En julio de 1972, percibiendo lo explosivo de la polarización política, envió una carta a los jefes de los partidos de la UP, denunciando como inconcebible la pretensión de desconocer “el sistema institucional que nos rige”. Pese a ser dirigido a un colectivo, el documento no pudo ser respondido colectivamente. Cada jefe respondió por su cuenta.
Soledad sin mando
Si alguna vez un gobernante conoció verdaderamente la soledad del mando, ese fue Allende. Todo Chile pudo asomarse a su drama interno en mayo de 1973, cuando en pleno discurso soltó un sollozo ante las cámaras.

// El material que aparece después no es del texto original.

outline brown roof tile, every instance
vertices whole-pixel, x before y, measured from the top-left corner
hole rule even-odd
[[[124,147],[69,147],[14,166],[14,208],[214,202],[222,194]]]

Al filo del último día, el cuadro se le había cerrado de tal modo que solo disponía de “antiopciones”: conducir el proyecto original era imposible; ceder a la oposición de izquierdas rompiendo la institucionalidad aceleraría la reacción militar; gobernar con los militares siguiendo el “modelo uruguayo” era romper una coherencia política vital; resistir el golpe anunciado con las fuerzas de que disponía era iniciar una guerra civil; declarar rota la Unidad Popular era una redundancia. Forjar una alianza alternativa era extemporáneo. Por eso, mientras jugaba con la idea de un plebiscito, en cuya eficacia tal vez no creía, se iban ordenando en su mente las que serían conocidas como sus “últimas palabras”.
Así fue como en ese 11-S chileno no hizo mención alguna de los partidos de gobierno. En esos instantes de pólvora y espanto, se presentó como “un hombre digno que fue leal con su patria” y explicó su última decisión con serenidad escalofriante. Confirmaba, así, su currículo de político institucional que optaba por la inmolación, porque ese día estaba a solas con la historia.